Love and Rockets was an alternative comic book begun in the early 1980s[lower-alpha 1] showcasing the work of the Hernandez brothers: Mario (b. 1953), Gilbert (b. 1957), and Jaime (b. 1959),[1] who normally worked independently of each other.[2] The stories featured sensitive portrayals of prominent female and multiethnic characters—especially Latinos—which were uncommon in American comics of the time.[3] Gilbert's Palomar stories focused on the lives of a fictional Latin-American community, in particular that of the hammer-wielding bath-giver Luba, who makes her way to the center of the village's political and social life.[4]

Hernandez gradually took advantage of serialization to broaden his narrative scope;[3] the stories became longer and more ambitious, and Hernandez delved more deeply into the backgrounds of his characters,[5] their community,[6] and sociopolitical issues.[7] His longest and most complex work Poison River[8] appeared in #29–40.[9] Love and Rockets X ran alongside Poison River[10] and Jaime's eight-part Wig Wam Bam.[11]

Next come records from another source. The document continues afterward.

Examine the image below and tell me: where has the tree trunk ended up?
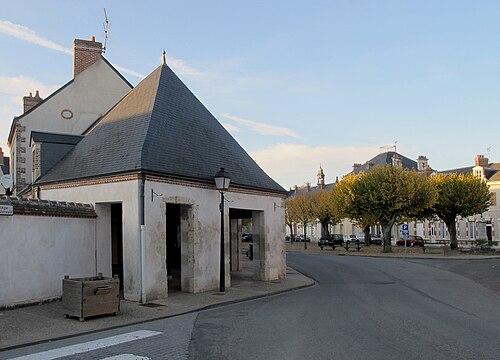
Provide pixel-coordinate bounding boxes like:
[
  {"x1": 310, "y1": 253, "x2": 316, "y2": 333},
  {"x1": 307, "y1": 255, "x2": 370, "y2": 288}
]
[
  {"x1": 382, "y1": 213, "x2": 398, "y2": 253},
  {"x1": 321, "y1": 221, "x2": 330, "y2": 238},
  {"x1": 288, "y1": 224, "x2": 294, "y2": 243},
  {"x1": 445, "y1": 218, "x2": 458, "y2": 249},
  {"x1": 363, "y1": 225, "x2": 371, "y2": 246},
  {"x1": 303, "y1": 224, "x2": 308, "y2": 250}
]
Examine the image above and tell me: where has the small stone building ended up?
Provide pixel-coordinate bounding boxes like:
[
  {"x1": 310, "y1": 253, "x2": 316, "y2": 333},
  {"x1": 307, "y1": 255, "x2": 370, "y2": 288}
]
[{"x1": 30, "y1": 58, "x2": 287, "y2": 302}]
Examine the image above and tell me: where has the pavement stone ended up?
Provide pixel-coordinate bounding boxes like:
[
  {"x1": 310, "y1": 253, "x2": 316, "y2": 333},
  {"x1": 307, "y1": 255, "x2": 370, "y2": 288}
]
[
  {"x1": 0, "y1": 266, "x2": 314, "y2": 352},
  {"x1": 2, "y1": 246, "x2": 498, "y2": 353}
]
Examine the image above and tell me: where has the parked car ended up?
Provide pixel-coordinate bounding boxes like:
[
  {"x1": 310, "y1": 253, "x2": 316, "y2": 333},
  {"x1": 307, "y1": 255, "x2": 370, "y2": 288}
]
[
  {"x1": 330, "y1": 234, "x2": 344, "y2": 246},
  {"x1": 396, "y1": 235, "x2": 424, "y2": 247},
  {"x1": 347, "y1": 234, "x2": 364, "y2": 245},
  {"x1": 295, "y1": 234, "x2": 311, "y2": 242},
  {"x1": 242, "y1": 233, "x2": 253, "y2": 242},
  {"x1": 318, "y1": 237, "x2": 334, "y2": 250},
  {"x1": 371, "y1": 237, "x2": 382, "y2": 245},
  {"x1": 318, "y1": 234, "x2": 344, "y2": 249}
]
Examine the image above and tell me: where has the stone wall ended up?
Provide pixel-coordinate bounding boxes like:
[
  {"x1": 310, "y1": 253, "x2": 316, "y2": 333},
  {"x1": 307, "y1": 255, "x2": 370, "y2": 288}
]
[{"x1": 0, "y1": 196, "x2": 97, "y2": 308}]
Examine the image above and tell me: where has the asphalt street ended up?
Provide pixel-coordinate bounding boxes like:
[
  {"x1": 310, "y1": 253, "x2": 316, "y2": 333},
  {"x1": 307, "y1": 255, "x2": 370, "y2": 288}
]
[{"x1": 3, "y1": 253, "x2": 500, "y2": 360}]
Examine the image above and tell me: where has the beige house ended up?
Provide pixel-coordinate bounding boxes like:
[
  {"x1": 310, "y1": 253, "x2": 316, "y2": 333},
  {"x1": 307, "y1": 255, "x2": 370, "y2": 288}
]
[
  {"x1": 290, "y1": 152, "x2": 499, "y2": 245},
  {"x1": 7, "y1": 37, "x2": 132, "y2": 194},
  {"x1": 406, "y1": 155, "x2": 500, "y2": 243}
]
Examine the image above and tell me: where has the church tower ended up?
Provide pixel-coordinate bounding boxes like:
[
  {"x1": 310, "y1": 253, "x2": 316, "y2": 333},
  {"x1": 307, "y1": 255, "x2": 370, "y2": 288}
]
[{"x1": 317, "y1": 165, "x2": 325, "y2": 189}]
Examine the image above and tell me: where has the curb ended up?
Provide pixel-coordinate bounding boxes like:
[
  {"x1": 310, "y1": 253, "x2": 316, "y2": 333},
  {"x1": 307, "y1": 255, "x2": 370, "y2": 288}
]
[{"x1": 0, "y1": 274, "x2": 315, "y2": 352}]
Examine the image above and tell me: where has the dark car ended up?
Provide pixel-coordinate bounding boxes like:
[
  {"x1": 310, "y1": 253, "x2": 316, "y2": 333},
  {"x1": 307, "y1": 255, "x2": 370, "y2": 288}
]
[
  {"x1": 371, "y1": 237, "x2": 382, "y2": 245},
  {"x1": 330, "y1": 234, "x2": 344, "y2": 246},
  {"x1": 318, "y1": 237, "x2": 333, "y2": 250},
  {"x1": 242, "y1": 233, "x2": 253, "y2": 242},
  {"x1": 396, "y1": 235, "x2": 424, "y2": 247},
  {"x1": 318, "y1": 234, "x2": 344, "y2": 250}
]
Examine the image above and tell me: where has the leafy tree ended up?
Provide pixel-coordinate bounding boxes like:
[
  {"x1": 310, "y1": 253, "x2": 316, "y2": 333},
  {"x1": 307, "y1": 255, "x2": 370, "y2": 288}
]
[
  {"x1": 291, "y1": 193, "x2": 315, "y2": 249},
  {"x1": 347, "y1": 165, "x2": 436, "y2": 252},
  {"x1": 285, "y1": 197, "x2": 299, "y2": 242},
  {"x1": 311, "y1": 190, "x2": 340, "y2": 238},
  {"x1": 430, "y1": 173, "x2": 491, "y2": 249},
  {"x1": 331, "y1": 174, "x2": 378, "y2": 246}
]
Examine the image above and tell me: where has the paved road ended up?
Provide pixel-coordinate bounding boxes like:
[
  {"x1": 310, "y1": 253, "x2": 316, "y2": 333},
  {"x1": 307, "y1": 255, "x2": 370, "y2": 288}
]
[
  {"x1": 190, "y1": 253, "x2": 500, "y2": 359},
  {"x1": 3, "y1": 253, "x2": 500, "y2": 359}
]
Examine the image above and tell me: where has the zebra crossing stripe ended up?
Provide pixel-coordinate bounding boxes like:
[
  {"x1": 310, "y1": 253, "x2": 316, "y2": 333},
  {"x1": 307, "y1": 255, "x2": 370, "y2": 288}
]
[{"x1": 7, "y1": 330, "x2": 162, "y2": 360}]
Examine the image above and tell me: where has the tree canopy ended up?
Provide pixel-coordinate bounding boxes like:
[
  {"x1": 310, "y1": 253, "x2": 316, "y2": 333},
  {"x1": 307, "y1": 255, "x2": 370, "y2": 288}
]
[
  {"x1": 286, "y1": 193, "x2": 315, "y2": 248},
  {"x1": 429, "y1": 173, "x2": 491, "y2": 248},
  {"x1": 310, "y1": 190, "x2": 340, "y2": 238},
  {"x1": 334, "y1": 165, "x2": 437, "y2": 252}
]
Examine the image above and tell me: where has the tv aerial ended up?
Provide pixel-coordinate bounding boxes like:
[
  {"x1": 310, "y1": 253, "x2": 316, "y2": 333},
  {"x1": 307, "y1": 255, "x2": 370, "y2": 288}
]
[{"x1": 103, "y1": 8, "x2": 109, "y2": 53}]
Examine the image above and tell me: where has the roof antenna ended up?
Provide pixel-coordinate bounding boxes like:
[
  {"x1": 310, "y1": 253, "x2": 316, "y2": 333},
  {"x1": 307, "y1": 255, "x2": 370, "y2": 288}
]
[{"x1": 102, "y1": 8, "x2": 109, "y2": 53}]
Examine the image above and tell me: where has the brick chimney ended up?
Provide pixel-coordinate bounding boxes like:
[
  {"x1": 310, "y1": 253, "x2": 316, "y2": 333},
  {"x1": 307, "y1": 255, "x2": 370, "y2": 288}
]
[
  {"x1": 353, "y1": 163, "x2": 361, "y2": 172},
  {"x1": 475, "y1": 155, "x2": 489, "y2": 167},
  {"x1": 22, "y1": 90, "x2": 43, "y2": 113},
  {"x1": 73, "y1": 36, "x2": 103, "y2": 77}
]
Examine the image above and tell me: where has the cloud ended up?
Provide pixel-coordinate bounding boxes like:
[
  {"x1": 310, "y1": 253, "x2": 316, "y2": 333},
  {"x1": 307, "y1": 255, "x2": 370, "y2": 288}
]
[
  {"x1": 0, "y1": 20, "x2": 72, "y2": 55},
  {"x1": 112, "y1": 65, "x2": 146, "y2": 79},
  {"x1": 0, "y1": 76, "x2": 59, "y2": 100},
  {"x1": 168, "y1": 58, "x2": 204, "y2": 77},
  {"x1": 222, "y1": 123, "x2": 240, "y2": 133},
  {"x1": 221, "y1": 113, "x2": 302, "y2": 139},
  {"x1": 249, "y1": 143, "x2": 376, "y2": 188}
]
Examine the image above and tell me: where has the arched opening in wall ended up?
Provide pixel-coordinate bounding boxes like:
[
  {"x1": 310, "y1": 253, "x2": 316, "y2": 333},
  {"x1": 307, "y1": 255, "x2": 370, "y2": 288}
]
[{"x1": 229, "y1": 208, "x2": 263, "y2": 286}]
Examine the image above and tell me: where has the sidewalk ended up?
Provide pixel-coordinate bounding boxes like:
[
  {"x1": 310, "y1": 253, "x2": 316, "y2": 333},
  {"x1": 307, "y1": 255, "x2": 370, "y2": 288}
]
[{"x1": 0, "y1": 266, "x2": 314, "y2": 351}]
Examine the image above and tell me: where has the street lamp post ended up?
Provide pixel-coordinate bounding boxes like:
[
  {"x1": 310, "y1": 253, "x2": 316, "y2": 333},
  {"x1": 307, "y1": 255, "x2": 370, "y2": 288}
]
[{"x1": 214, "y1": 167, "x2": 231, "y2": 292}]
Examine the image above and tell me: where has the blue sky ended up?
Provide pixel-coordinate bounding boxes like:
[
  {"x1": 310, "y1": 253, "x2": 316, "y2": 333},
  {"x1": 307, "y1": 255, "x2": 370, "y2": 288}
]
[{"x1": 1, "y1": 1, "x2": 499, "y2": 188}]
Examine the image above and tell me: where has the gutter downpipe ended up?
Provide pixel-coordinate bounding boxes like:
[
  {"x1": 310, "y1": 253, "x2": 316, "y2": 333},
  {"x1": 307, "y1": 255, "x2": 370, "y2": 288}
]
[{"x1": 139, "y1": 173, "x2": 146, "y2": 303}]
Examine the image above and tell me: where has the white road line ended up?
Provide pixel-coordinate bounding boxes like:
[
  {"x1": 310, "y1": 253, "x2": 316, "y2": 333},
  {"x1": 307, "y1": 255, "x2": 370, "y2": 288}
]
[
  {"x1": 7, "y1": 330, "x2": 162, "y2": 360},
  {"x1": 101, "y1": 355, "x2": 150, "y2": 360}
]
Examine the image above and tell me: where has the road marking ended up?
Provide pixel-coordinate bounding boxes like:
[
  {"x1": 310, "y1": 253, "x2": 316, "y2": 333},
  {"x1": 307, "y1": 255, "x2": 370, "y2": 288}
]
[
  {"x1": 7, "y1": 330, "x2": 162, "y2": 360},
  {"x1": 101, "y1": 355, "x2": 150, "y2": 360}
]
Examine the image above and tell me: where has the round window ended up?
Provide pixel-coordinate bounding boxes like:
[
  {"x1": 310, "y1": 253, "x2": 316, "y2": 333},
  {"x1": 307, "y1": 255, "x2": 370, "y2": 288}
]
[{"x1": 61, "y1": 109, "x2": 74, "y2": 120}]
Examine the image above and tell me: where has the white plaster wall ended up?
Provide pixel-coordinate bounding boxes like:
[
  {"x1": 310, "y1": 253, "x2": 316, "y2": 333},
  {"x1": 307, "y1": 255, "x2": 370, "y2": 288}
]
[
  {"x1": 11, "y1": 59, "x2": 131, "y2": 187},
  {"x1": 41, "y1": 180, "x2": 141, "y2": 301},
  {"x1": 0, "y1": 215, "x2": 96, "y2": 307},
  {"x1": 145, "y1": 180, "x2": 286, "y2": 298}
]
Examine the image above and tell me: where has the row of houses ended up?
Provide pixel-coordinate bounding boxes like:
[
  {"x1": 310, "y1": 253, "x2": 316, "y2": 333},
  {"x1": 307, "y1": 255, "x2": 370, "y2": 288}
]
[
  {"x1": 290, "y1": 151, "x2": 500, "y2": 244},
  {"x1": 0, "y1": 37, "x2": 286, "y2": 307}
]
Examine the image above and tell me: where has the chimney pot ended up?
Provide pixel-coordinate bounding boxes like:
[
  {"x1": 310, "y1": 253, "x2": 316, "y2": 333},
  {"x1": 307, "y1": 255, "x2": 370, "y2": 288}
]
[
  {"x1": 23, "y1": 91, "x2": 44, "y2": 113},
  {"x1": 91, "y1": 35, "x2": 95, "y2": 42}
]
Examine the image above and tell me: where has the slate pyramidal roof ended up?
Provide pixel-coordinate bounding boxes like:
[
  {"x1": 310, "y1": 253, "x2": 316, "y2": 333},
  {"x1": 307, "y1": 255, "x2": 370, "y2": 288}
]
[{"x1": 38, "y1": 63, "x2": 286, "y2": 194}]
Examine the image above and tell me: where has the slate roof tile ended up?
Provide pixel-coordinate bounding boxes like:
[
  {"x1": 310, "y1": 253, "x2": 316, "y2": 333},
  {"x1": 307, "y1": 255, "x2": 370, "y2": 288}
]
[{"x1": 37, "y1": 64, "x2": 285, "y2": 194}]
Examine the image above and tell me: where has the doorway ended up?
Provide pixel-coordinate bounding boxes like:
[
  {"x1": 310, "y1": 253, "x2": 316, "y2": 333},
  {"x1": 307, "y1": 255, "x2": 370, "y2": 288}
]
[
  {"x1": 111, "y1": 203, "x2": 123, "y2": 291},
  {"x1": 166, "y1": 203, "x2": 181, "y2": 292}
]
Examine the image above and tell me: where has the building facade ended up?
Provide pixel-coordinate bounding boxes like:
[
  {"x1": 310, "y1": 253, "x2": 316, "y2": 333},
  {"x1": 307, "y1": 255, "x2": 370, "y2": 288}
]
[{"x1": 7, "y1": 37, "x2": 132, "y2": 194}]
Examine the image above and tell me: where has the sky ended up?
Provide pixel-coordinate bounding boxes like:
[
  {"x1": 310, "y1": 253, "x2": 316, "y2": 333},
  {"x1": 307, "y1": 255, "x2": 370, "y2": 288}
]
[{"x1": 1, "y1": 1, "x2": 499, "y2": 189}]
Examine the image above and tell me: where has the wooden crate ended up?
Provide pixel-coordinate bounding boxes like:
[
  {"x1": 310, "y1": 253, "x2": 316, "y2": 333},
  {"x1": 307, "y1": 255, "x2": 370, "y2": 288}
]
[{"x1": 62, "y1": 274, "x2": 120, "y2": 321}]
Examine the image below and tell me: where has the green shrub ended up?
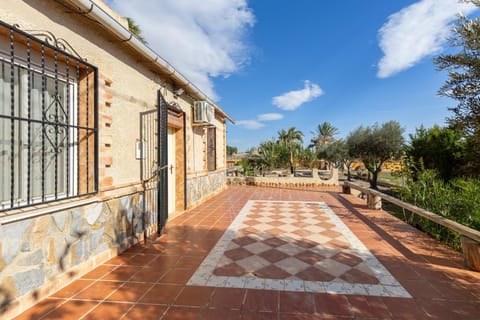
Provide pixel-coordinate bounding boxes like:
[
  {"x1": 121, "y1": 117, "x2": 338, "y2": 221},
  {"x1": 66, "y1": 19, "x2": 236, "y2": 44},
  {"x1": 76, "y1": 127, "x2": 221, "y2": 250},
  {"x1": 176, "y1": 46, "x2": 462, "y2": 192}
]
[
  {"x1": 394, "y1": 170, "x2": 480, "y2": 250},
  {"x1": 237, "y1": 159, "x2": 255, "y2": 176},
  {"x1": 449, "y1": 179, "x2": 480, "y2": 231}
]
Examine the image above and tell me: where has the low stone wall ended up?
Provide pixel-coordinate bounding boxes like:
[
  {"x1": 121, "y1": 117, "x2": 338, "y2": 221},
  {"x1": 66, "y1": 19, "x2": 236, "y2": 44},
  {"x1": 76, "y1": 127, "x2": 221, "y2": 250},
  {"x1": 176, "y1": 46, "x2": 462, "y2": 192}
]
[
  {"x1": 186, "y1": 171, "x2": 227, "y2": 208},
  {"x1": 0, "y1": 191, "x2": 155, "y2": 318},
  {"x1": 227, "y1": 169, "x2": 339, "y2": 189}
]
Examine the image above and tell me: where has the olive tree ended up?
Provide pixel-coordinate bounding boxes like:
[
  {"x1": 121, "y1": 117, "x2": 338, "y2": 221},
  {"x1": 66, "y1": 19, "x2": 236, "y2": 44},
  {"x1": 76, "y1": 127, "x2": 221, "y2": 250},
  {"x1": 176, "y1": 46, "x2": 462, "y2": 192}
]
[
  {"x1": 347, "y1": 121, "x2": 404, "y2": 189},
  {"x1": 319, "y1": 139, "x2": 355, "y2": 180}
]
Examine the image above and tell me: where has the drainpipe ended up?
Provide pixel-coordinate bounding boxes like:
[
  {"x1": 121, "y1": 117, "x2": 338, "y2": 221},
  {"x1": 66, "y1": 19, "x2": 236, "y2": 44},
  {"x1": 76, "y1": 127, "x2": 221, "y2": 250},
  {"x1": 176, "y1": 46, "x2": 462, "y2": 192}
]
[{"x1": 63, "y1": 0, "x2": 234, "y2": 123}]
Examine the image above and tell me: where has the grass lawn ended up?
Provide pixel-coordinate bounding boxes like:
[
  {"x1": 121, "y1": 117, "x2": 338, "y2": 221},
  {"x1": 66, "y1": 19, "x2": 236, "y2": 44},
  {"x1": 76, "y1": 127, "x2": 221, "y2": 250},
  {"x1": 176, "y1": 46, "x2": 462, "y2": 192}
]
[{"x1": 377, "y1": 171, "x2": 404, "y2": 186}]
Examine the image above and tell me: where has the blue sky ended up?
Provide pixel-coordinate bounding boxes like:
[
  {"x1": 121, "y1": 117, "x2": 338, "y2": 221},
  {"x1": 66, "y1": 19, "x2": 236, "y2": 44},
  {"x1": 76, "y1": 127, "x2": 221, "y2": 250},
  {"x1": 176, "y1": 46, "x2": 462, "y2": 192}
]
[{"x1": 108, "y1": 0, "x2": 478, "y2": 151}]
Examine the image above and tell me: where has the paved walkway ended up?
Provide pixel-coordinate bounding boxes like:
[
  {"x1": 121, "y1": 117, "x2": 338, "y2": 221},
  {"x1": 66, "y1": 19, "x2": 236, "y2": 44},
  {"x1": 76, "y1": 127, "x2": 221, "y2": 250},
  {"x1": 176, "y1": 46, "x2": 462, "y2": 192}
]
[{"x1": 13, "y1": 186, "x2": 480, "y2": 319}]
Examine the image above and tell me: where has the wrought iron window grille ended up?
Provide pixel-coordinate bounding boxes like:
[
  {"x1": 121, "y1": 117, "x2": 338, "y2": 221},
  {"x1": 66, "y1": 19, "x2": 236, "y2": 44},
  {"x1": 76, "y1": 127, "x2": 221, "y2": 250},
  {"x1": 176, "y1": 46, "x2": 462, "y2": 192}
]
[
  {"x1": 13, "y1": 24, "x2": 86, "y2": 61},
  {"x1": 0, "y1": 21, "x2": 98, "y2": 212}
]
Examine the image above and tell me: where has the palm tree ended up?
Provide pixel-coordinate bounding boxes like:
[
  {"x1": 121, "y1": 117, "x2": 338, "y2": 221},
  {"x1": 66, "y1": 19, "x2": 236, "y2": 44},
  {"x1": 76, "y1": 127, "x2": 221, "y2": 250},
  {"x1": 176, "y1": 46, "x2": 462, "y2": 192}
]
[
  {"x1": 127, "y1": 17, "x2": 148, "y2": 45},
  {"x1": 278, "y1": 127, "x2": 303, "y2": 174},
  {"x1": 258, "y1": 140, "x2": 283, "y2": 169},
  {"x1": 310, "y1": 122, "x2": 339, "y2": 149}
]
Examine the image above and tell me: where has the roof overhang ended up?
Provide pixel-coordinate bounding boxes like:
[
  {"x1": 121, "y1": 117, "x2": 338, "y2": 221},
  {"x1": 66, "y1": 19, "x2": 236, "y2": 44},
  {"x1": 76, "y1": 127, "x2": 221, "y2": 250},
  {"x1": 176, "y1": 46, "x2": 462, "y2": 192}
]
[{"x1": 61, "y1": 0, "x2": 235, "y2": 124}]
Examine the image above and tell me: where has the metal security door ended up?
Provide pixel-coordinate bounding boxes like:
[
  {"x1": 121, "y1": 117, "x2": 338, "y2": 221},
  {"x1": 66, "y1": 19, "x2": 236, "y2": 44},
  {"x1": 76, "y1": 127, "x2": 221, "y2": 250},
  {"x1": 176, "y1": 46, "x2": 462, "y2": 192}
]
[
  {"x1": 140, "y1": 108, "x2": 158, "y2": 236},
  {"x1": 140, "y1": 90, "x2": 168, "y2": 236}
]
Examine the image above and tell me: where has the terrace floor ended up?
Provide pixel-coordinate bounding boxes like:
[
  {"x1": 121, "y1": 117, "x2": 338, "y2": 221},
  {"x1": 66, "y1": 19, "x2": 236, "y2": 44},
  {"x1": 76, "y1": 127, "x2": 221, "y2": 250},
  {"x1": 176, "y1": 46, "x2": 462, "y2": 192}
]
[{"x1": 13, "y1": 186, "x2": 480, "y2": 319}]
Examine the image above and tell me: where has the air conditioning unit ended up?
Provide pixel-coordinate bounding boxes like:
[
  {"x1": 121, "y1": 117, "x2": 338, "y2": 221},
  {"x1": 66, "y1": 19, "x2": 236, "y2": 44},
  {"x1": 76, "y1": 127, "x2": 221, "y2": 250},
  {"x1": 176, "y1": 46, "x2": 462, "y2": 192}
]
[{"x1": 193, "y1": 101, "x2": 215, "y2": 125}]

The serialization of Love and Rockets X appeared in Love and Rockets Vol. 1 #31–39 from December 1989 to August 1992.[12] The serialization was titled Love and Rockets; the X was appended when it appeared as the title story of the tenth volume (hence "X")[13] of the tenth volume of the Complete Love and Rockets in 1993,[12] to which Hernandez added a few extra pages.[14] The collected page count comes to 96 pages.[15] In 2007 Love and Rockets X appeared in the Beyond Palomar volume of The Love and Rockets Library with Poison River.[12] Hernandez arranges the panels in either a six- or nine-panel grid, depending on the page sizes of the volume the work appears in.[16]

Synopsis

Photo of a spiky-haired man
Daniel Ash of the English band Love and Rockets, which took its name from the Love and Rockets comic book, and recurs in turn as a background motif in Love and Rockets X.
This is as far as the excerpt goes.